Burroughs reste prostré dans son coin, l’air intense et blasé.
-Mais Guillaume Tell, tu connais ?
-J’ai cet honneur en effet. Guillaume Tell le suisse suceur de suc gastrique. Le rebelle qui a tué Hermann Gessler, parce qu’il ne se prosternait pas devant le mat où le bailli avait mis son chapeau.
-Moi je te parlais du gars qui ti…
-Tire sur son fils avec la pomme sur sa tête. C’était sa condamnation, pour se n’être pas courbé. Tout le monde sait ça.
-Ooooh, mes mains, elles deviennent molles…
William, excité par on ne sait quoi dans son ciboulot, mets son masque d’exterminateur de cafard sur le visage.
-Je pense qu’il a réussi grâce au pouvoir de l’amour.
-Qui ça ?
-Guillaume Tell .
-Toi ? L’amour ? Suceur ? Je préférerais que tu me suces. Pourquoi l’amour ?
-Parce que son fils, il l’aimait. Il l’aimait comme un père aime son enfant. Réaction chimique de la dopamine éjaculée sur le lobe pariétal. Puissant contracteur de muscles. Concentration maximisée. Surhomme de la tête à la queue. Impossible de rater, même un fion dans un couloir.
-Non.
-Quoi non ?
-Je n’y crois pas. Il a réussi, parce que c’était un tireur hors-pair. C’était le robin des bois helvète.
-Conneries. N’importe quel quidam fusionné avec l’amour aurait pu faire le tir. L’amour véritable, le soucis pour, le soin pour, c’est une force physique qui téléguide. Comme un puissant robot. J’ai justement un flingue dans le placard.

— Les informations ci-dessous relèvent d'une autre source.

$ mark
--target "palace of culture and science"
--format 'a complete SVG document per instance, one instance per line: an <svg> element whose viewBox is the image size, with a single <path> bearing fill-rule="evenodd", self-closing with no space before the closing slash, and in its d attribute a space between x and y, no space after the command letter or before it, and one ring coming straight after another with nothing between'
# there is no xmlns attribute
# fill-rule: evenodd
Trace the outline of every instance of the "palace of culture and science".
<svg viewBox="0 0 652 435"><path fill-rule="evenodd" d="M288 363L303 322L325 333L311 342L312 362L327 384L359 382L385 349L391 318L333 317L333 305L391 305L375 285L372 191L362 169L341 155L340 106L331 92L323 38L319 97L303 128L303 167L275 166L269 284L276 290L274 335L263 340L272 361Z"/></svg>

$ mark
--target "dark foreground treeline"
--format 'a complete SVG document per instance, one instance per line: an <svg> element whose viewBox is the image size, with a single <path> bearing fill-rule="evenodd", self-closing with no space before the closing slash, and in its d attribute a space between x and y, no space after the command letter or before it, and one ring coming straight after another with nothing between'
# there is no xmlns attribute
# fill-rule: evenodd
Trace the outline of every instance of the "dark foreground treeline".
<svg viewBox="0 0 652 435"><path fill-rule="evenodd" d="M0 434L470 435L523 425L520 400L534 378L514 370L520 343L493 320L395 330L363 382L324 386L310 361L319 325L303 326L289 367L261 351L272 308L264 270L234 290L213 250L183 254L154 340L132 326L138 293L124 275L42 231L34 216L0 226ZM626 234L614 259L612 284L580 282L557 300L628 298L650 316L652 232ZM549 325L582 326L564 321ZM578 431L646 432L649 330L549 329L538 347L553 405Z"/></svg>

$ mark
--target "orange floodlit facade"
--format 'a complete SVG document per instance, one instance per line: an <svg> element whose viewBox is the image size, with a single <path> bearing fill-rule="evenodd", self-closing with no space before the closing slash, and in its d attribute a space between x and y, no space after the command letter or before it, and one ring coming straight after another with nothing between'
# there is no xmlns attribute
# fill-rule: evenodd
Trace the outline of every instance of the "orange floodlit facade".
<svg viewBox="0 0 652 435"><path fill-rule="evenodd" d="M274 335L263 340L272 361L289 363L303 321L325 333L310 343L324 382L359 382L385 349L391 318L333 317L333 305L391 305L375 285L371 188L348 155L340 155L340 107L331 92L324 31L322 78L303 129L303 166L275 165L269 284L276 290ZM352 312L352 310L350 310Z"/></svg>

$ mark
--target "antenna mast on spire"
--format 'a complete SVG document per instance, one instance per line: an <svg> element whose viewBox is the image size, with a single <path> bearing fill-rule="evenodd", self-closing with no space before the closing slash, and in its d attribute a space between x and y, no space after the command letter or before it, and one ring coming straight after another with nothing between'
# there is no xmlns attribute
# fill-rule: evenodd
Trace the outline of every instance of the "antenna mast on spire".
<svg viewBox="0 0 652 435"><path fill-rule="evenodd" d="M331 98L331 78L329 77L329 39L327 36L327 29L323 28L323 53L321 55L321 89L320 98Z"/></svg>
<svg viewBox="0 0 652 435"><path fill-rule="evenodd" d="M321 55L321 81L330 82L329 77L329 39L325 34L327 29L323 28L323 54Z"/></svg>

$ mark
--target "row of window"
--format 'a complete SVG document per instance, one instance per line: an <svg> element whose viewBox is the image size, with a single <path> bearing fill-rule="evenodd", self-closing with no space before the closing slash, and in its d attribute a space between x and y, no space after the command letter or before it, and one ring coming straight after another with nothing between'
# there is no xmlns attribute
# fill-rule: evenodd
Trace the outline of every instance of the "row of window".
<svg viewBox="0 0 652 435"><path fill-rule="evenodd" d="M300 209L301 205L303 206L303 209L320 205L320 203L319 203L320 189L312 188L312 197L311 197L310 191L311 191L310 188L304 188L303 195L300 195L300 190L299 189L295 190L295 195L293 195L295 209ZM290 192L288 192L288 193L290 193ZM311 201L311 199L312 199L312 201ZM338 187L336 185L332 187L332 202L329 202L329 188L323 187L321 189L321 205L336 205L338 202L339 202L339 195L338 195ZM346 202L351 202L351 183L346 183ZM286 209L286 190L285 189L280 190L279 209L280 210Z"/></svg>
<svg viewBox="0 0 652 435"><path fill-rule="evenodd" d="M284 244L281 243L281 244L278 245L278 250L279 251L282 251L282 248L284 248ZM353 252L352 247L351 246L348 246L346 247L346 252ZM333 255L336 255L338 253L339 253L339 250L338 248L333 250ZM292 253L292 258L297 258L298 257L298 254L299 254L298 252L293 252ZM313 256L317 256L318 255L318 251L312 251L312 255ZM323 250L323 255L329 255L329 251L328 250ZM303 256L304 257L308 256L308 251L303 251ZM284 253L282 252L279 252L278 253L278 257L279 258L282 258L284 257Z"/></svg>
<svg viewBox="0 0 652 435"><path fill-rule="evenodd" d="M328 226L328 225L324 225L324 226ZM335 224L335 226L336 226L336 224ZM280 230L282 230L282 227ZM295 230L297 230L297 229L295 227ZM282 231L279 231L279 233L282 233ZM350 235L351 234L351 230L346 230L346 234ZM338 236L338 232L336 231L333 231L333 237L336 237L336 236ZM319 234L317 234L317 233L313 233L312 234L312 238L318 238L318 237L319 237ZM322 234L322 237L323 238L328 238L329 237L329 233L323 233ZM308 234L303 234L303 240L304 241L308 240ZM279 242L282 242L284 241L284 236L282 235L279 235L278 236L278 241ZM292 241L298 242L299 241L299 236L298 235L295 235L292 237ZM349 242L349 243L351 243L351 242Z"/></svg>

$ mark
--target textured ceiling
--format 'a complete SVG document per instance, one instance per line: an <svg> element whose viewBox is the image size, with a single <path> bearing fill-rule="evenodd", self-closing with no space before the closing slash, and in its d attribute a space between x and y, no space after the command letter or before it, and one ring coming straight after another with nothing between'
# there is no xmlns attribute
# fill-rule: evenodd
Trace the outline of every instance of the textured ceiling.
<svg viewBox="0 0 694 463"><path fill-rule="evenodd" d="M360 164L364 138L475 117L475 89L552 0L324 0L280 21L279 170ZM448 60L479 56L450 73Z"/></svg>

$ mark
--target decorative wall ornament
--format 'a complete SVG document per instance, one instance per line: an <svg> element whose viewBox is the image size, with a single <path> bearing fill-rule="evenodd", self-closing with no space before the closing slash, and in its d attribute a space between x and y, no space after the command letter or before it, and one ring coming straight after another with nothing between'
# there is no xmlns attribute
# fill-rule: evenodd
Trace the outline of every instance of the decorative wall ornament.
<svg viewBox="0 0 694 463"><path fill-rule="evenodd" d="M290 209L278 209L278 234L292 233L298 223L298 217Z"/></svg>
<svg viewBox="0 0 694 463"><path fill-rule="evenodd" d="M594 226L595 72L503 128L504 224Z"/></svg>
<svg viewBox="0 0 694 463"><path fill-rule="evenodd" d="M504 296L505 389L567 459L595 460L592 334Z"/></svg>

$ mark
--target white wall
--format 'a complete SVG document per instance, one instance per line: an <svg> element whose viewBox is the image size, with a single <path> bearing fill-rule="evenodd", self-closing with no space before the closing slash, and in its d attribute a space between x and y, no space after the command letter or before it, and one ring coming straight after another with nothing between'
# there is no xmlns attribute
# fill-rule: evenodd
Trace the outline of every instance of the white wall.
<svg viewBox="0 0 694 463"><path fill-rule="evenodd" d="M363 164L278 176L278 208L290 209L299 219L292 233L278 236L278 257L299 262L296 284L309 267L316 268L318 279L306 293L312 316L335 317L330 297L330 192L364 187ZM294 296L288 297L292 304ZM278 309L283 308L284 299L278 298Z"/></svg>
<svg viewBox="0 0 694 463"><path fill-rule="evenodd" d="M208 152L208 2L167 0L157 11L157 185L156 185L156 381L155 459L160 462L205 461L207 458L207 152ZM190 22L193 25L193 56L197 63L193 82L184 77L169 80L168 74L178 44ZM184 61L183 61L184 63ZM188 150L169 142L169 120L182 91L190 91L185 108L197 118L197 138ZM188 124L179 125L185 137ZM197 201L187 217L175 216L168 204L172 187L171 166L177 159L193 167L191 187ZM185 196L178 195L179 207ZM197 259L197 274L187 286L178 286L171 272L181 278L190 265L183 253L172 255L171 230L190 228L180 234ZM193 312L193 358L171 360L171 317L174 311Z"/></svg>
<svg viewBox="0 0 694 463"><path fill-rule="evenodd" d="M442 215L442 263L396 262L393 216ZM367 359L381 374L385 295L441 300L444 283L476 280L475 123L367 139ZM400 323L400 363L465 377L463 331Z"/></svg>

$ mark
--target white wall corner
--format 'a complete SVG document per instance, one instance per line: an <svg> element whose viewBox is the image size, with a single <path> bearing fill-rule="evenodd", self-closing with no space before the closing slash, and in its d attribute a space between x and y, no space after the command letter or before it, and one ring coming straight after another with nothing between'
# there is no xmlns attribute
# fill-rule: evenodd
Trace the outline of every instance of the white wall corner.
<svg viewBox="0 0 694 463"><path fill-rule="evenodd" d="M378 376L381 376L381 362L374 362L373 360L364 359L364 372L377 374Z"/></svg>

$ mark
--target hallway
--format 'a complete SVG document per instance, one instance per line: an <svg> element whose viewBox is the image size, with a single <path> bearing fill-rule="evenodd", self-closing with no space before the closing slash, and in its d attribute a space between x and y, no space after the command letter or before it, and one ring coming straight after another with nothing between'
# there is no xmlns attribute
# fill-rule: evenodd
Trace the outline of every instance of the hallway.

Je vais te montrer.
-Ok.
Burroughs se lève péniblement, dégnapé, zingué, oblitéré du conscient. Il part dans la cuisine, puis revient avec Joan et le groupe d’invités avec qui elle discutait. Apparemment, il lui expliqué le truc, car elle se plante au milieu du salon. L’ecrivain disparaît dans la chambre, puis revient avec un colt .45 à barillet.
-Jack, passe-nous une pomme veux-tu ?
L’ami s’exécute, en lance une au mari, qui l’attrape avec élégance, malgré les oscillations aléatoires de sa carcasse.
-Hum, hum. Messieurs-dames, une minute d’attention, s’il vous plait.
Les têtes se retournent. La musique s’arrête. Le free jazz hurle.
-Mesdames et messieurs, Nous avons l’honneur devant vous ce soir, de reconstituer un événement majeur de l’histoire de la Suisse. Reconstitution qui sera l’occasion de prouver l’incroyable pouvoir de l’amour sur la volonté, le corps, et par conséquent, la visée. Joan, ma chère, si vous le voulez bien.
Pendant quelques minutes, William tente de faire tenir le fruit sur le chef de sa femme. Plusieurs fois la pomme se renverse, et à chaque essai, Joan émet un gloussement fatigué qui fait remuer les plis de sa robe. La boule finit par tenir.
-Très bien, ne bouge plus.
Le pistolet dans la main, il s’éloigne à reculons jusqu’au mur.
-Attention…
Roulement de tambour inexistant. L’audience se tait. Le free jazz tonitrue de plus belle. Le junkie tend son bras, arme le chien. Clic métallique. Il vise, les yeux ouverts. Tire.
Sursauts.
Joan s’effondre, lâchée par la main invisible qui la tenait. Le silence s’exhale du trou béant dans son front. Personne ne bouge. Burroughs pose le revolver sur la table basse. Il renifle, se frotte l’avant-bras, renifle encore. L’assistance est subjugué. Un sourire ironique semble se dessiner sur la complexion de Jack. L’héro le maintien dans une autre dimension. La machine molle qu’est son corps sombre dans le canapé. Celui de Joan flotte sur un trou de sang.
-Je crois qu’il va falloir que j’appelle la police, dit Burroughs.